Très actif dans la bande de Gaza (son chef de zone est Mohamed Al-Hindi assisté du cheikh Abdullah Shami et de Nafez Azzam) et dans les villes les plus radicales de Cisjordanie (Naplouse et Jénine), le DIP a été le premier mouvement à se livrer à des attentats suicide après le début de la deuxième Intifada, par le biais de son bras armé, les « Brigades de Jérusalem ».
Ayant des bureaux à Amman, le DIP entretient sur le terrain, des relations opérationnelles étroites avec le Hamas. Il est soutenu directement par le Hezbollah libanais et par Téhéran qui fournit des moyens logistiques et des facilités en Iran même. Contrairement aux autres mouvements palestiniens, le DIP ne se livre pas à des actions politico-sociales destinées à gagner le soutien populaire mais uniquement à la lutte armée. D’ailleurs, il n’a pas participé aux élections législatives.
Jund Allah (les Brigades d’Allah)
En mai 2005, les Israéliens ont fait état de l’apparition d’un nouveau groupe qui dépendrait d’Al-Qaeda au sud de la bande de Gaza. Jund Allah regrouperait des activistes radicaux qui auraient quitté le Hamas et le Djihad islamique palestinien car ils refusent toute idée de cessez-le-feu. Ils auraient commis leur première attaque à Rafah à la mi-mai. Al-Qaeda aurait apporté son aide financière à ce nouveau mouvement. La création de ce mouvement n’est donc pas surprenante en soi. Des groupes extrémistes apparaissent toujours lors des périodes d’accalmie entre Israël et les Palestiniens. Ce qui l’est plus, ce sont les liens qui l’uniraient à Al-Qaeda qui, jusqu’à aujourd’hui, n’avait jamais réussi à s’implanter dans la zone.
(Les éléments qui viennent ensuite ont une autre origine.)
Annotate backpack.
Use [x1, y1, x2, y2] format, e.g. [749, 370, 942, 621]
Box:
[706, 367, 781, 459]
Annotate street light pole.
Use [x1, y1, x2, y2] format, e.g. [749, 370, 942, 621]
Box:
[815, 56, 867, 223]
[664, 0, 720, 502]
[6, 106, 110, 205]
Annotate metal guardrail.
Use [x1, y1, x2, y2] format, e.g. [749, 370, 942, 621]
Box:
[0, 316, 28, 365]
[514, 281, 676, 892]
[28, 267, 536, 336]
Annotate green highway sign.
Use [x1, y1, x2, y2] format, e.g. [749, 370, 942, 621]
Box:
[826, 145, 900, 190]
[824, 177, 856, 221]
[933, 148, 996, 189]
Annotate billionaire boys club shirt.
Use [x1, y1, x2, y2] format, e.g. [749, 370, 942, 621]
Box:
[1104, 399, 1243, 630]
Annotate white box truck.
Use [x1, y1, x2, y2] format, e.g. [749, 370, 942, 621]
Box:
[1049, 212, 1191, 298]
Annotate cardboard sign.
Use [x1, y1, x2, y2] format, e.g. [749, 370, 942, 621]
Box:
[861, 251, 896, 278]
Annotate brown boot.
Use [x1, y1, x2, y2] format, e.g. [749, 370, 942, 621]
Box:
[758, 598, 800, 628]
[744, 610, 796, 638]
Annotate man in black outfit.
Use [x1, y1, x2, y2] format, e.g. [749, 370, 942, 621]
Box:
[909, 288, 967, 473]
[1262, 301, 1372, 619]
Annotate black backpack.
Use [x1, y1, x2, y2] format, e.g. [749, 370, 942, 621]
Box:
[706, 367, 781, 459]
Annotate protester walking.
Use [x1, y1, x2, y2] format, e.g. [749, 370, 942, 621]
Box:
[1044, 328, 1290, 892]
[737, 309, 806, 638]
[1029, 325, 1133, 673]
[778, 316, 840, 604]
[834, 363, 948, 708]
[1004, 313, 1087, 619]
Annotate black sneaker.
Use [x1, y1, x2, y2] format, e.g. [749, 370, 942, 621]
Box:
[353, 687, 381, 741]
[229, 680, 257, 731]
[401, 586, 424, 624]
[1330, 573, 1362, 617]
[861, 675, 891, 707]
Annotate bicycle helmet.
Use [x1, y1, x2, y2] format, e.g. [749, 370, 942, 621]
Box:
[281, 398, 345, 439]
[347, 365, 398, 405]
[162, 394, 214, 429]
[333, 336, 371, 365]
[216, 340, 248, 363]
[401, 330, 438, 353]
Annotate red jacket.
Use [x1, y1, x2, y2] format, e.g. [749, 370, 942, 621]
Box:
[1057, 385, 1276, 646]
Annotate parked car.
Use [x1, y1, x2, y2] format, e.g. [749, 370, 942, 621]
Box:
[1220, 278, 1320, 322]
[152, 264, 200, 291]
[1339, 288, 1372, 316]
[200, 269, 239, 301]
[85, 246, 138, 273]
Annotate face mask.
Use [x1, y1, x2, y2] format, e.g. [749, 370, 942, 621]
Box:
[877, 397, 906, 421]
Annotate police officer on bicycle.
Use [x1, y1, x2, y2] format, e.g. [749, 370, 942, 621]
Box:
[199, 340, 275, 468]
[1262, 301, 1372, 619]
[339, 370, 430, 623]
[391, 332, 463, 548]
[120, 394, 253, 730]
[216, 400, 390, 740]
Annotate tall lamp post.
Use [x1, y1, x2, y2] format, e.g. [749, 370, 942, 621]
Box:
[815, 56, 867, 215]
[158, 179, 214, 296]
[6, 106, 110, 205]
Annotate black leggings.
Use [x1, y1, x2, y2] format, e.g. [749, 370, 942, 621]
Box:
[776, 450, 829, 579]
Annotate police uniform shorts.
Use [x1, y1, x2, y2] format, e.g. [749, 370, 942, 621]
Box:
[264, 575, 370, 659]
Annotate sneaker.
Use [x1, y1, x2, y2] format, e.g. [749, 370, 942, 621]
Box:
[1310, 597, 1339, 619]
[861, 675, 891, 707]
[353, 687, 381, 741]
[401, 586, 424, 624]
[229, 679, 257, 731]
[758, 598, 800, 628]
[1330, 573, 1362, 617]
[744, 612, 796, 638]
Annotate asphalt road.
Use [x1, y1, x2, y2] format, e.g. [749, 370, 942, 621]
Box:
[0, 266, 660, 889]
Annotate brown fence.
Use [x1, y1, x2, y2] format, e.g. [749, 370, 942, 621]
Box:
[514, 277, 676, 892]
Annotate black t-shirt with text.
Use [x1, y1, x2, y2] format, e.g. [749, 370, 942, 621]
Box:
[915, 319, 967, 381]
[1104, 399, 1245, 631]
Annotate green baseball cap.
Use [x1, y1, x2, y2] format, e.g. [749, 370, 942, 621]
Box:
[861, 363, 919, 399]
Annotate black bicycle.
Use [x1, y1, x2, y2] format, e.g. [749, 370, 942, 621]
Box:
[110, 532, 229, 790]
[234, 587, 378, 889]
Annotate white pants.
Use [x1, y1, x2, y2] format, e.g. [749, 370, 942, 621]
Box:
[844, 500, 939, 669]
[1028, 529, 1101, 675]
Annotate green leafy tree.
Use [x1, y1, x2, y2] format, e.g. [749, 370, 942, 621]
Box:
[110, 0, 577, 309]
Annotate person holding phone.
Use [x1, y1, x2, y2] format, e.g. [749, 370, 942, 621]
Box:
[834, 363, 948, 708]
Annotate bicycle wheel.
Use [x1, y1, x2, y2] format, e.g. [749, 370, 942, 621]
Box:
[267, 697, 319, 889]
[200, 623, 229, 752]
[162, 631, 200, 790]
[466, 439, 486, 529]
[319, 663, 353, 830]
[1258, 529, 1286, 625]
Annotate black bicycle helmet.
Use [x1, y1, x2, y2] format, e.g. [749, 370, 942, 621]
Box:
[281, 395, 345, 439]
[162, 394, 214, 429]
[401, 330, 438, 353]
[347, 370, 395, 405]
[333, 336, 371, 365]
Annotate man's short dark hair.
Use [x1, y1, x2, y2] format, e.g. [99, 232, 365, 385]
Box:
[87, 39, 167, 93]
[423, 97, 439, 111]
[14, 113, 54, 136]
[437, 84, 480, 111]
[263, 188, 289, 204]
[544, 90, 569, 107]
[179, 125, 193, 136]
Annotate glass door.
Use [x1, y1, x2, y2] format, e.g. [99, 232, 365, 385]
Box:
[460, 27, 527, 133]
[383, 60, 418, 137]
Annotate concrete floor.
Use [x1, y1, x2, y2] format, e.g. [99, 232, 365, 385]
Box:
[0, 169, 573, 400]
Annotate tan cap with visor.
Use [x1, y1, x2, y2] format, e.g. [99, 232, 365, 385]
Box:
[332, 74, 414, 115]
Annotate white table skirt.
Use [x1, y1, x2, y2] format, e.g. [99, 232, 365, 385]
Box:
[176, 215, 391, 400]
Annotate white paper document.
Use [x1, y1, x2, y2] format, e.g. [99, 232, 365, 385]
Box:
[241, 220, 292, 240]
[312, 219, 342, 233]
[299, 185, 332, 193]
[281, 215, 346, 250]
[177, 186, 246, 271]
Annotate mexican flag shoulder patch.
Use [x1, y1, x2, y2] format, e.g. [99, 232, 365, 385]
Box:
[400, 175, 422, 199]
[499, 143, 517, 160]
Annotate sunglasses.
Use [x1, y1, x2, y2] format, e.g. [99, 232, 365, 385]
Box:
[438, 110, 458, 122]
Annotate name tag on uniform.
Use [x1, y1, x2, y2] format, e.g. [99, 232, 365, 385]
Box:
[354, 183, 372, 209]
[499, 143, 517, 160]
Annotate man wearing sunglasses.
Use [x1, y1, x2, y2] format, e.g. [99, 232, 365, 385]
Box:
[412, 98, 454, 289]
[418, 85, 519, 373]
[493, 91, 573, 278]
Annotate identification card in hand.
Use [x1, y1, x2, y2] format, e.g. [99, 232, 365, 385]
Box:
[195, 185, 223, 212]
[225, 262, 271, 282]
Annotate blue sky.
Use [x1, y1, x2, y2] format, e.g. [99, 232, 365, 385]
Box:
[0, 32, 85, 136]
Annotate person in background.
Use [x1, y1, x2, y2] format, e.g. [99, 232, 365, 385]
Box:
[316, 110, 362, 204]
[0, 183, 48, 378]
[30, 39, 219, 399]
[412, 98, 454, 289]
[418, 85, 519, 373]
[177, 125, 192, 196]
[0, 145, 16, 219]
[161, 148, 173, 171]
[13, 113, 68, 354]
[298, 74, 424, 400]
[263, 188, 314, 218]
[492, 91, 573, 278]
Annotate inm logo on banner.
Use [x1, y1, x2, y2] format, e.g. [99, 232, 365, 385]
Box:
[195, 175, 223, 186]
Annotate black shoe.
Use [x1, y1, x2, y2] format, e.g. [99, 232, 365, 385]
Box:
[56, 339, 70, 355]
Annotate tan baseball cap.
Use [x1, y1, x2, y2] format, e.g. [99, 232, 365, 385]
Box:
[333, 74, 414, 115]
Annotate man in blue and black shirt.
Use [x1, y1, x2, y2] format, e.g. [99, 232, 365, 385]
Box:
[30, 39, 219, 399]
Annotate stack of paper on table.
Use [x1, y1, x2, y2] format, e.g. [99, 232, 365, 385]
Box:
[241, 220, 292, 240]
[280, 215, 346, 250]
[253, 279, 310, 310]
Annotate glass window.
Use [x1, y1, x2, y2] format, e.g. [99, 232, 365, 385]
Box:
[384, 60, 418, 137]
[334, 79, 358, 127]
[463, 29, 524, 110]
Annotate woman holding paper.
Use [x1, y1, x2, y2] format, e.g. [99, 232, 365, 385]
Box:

La situation va certainement évoluer dans les toutes prochaines semaines. De nombreuses questions restent actuellement sans réponse. La première : le Hamas va-t-il créer un gouvernement de coalition ? Dans ce cas, quels seront les postes ministériels laissés au Fatah qui a obtenu 45 sièges? Quelles vont être les premières mesures politiques, en particulier à l’égard d’Israël (le minimum acceptable par la communauté internationale étant la reconnaissance de l’Etat hébreu) ? Les dirigeants du Hamas vont-ils se montrer pragmatiques et habiles comme certains le pensent, ou vont-ils choisir la pire des solutions : la « talibanisation » ? Une seule certitude, le gagnant dans l’affaire, c’est Téhéran qui va profiter de cette opportunité pour desserrer un peu plus l’étau qui l’étrangle actuellement sur la scène internationale, d’autant que l’Iran n’a pas encore abattu tous ses atouts, particulièrement en Irak et en Afghanistan. Les Américains le savent bien, les Européens aussi mais n’ont que peu de moyens à faire valoir (sauf celui de couper les vivres aux Palestiniens).